UK – Trustees of occupational pension schemes in the UK are finding “barriers” to challenging their relationships with investment consultants, says a new government report on the uptake of the Myners Principles.
“Across schemes of all sizes, there appear to be barriers to challenging relationships with investment consultants,” said a Department of Work and Pensions research report.
It said: “Leadership of pension schemes' responses to the Myners Principles most often lay outside the board of trustees, with investment consultants frequently taking the lead.”
The report said that “pension schemes rarely challenge the views of their investment consultants” and added that only 15% of schemes had overruled a consultant’s recommendation during the review period.
The DWP research found that 80% of schemes employ investment consultants, but that 53% use just eight organisations. The research found that trustees on average spend less than four hours a year on investment matters – out of a total of 10.6 hours in board meetings.
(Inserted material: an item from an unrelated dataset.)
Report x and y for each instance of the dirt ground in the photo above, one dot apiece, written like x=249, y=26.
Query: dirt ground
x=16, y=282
Only 25% of schemes said their trustees took part in formal training programmes.
“Asset allocation has typically taken the form of predictable responses to changing markets, rather than adoption of the more fundamental changes recommended by Myners,” the DWP added.
Consulting firm Watson Wyatt disagreed. Nick Watts, its head of European investment consulting, said there has been "significant change in the frequency of investment strategy reviews incorporating risk budgeting techniques to complement more established processes”.
And Watson disagreed with the view that pension schemes rarely review the appointment of their investment consultants – saying it was involved in 225 pitches last year and 125 pitches so far this year.
“The survey provides a comprehensive picture of current practices; examines the extent of voluntary changes since March 2001 and whether the Principles have been successful in bringing about change; and examines difficulties pension schemes experienced in adopting the Myners Principles,” the DWP said.
The DWP’s findings come from a telephone survey carried out by Consensus Research of 1,580 trustees - covering more than half of occupational scheme membership.